Why? Because according to James Wallman, author of Stuffocation: Living More with Less, not only is this stuff unnecessary for our happiness, not only is it actually detrimental to our happiness, but it’s actually one of the biggest issues facing us in the 21st century. He gives the big problem a name. He calls it “stuffocation”.


So we’re literally being suffocated by stuff. And sacrificing life in doing so. This “anxiety” he describes as a feeling of oppression by our own mounting pile of increasingly unmanageable possessions.


He doesn’t say that we shouldn’t own any possessions at all. Or deny that some belongings can be innately useful, or even essential. In fact, he says that “Stuff, simply put, is good.” And there are lots of possessions that help us connect to one another better. Which definitely has its benefits.


But what Wallman decides is the answer to this quandary is passing everything through the filter of “experientialism”. In other words, if a piece of stuff is going to create or enhance an experience for you, it’s a good thing. If it is going to facilitate a connection, help you learn or see the world in a different way, it’s a good thing. If a piece of stuff is going to sit in a cupboard or drawer somewhere and not get used, if it’s an item with only material value, that can’t be enjoyed as part of an actual experience, or if it’s simply something you won’t draw happiness from and could easily do without, but it robs you of an experience you could have spent your money on instead, it could be stuffocating.


It’s not an unpopular point of view today, as many modern-day psychologists are already arguing that “experiences are more likely to lead to happiness”, and millennials / Gen Z are known as the “experience economy” generation. We also know that the borrowing culture has blown up since the dawning of companies like Airbnb, BorrowMyDoggy and even Depop, moving us towards a more transient, finite relationship between people and things.


But this wasn’t the case for our parents’ generation. In fact, during the 20th century the economy actually depended on people buying lots of stuff, whereas nowadays the economy, and more importantly the environment, is supported in a large way by people selling on lots of stuff and by a widespread zero-waste mentality.

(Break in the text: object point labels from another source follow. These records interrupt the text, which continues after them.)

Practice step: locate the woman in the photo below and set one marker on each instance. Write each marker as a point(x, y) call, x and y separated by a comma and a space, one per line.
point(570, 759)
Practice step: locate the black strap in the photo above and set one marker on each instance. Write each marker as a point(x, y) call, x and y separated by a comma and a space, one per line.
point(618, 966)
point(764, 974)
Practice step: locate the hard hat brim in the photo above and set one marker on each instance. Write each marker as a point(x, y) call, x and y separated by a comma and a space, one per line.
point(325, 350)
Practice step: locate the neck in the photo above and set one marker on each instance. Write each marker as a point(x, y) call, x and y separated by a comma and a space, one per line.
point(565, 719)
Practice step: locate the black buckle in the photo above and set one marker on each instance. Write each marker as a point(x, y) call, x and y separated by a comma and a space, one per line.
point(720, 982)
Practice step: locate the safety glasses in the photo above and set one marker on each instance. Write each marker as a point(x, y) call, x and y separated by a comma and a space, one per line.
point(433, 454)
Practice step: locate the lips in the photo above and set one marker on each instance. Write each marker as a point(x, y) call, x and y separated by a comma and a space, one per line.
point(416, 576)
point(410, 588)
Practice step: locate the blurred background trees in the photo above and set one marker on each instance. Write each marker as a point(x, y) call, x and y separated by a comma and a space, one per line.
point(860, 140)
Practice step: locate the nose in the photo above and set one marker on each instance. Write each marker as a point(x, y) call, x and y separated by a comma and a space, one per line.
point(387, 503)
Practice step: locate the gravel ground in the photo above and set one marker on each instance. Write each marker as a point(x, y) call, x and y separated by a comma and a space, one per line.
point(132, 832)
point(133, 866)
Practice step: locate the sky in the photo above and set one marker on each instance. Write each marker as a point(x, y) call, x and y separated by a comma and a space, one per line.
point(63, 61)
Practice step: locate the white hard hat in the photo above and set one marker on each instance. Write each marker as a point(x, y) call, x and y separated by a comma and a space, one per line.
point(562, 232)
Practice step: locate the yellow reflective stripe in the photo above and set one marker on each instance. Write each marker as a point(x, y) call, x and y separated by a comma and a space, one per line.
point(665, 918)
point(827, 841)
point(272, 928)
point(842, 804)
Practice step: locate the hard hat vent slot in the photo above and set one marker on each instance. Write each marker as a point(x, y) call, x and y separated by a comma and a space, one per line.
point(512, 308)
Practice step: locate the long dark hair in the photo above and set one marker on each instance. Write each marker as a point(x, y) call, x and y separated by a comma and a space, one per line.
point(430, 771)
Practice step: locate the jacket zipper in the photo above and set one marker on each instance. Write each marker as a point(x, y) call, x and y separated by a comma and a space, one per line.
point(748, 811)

Back in the day, a culture which encouraged an almost materialistic greed of hyper-consumerism meant more stuff being bought, which meant better employment levels, bigger salaries and therefore higher standards of living for all. And greed meant stuff, which could be purchased to increase one’s status. Basically “conspicuous consumption”, or buying stuff to look good or give off a message about who you are, rather than buying stuff to meet a practical, personal or experiential need.


But now, Wallman notes, this greed cues for us, “more hassle”, “more to manage” and “more to think about”. Basically, stuff = clutter. Minimalism = aspirational.


So what does he advise? He loves a declutter. And there’s no time better than January to get rid of the stuff we don’t need. He loves a repurposing of stuff even more. He suggests we ask ourselves where, and more importantly who, our excess stuff could go to, to unlock any possible experiential value the stuff contains. And most importantly, he says we should make a conscious effort not to re-clutter - to put experiential possibilities above material ones, and to see through the consumerist pressure that is everywhere and tries to make us buy more stuff we simply don’t need.


The novelty of a new thing fades quickly, but your return on money spent on a holiday, a festival, a movie-screening, exhibition, gig or new society or club will be much greater, and will last as long as the memories and photos of the days and nights well-spent as a result.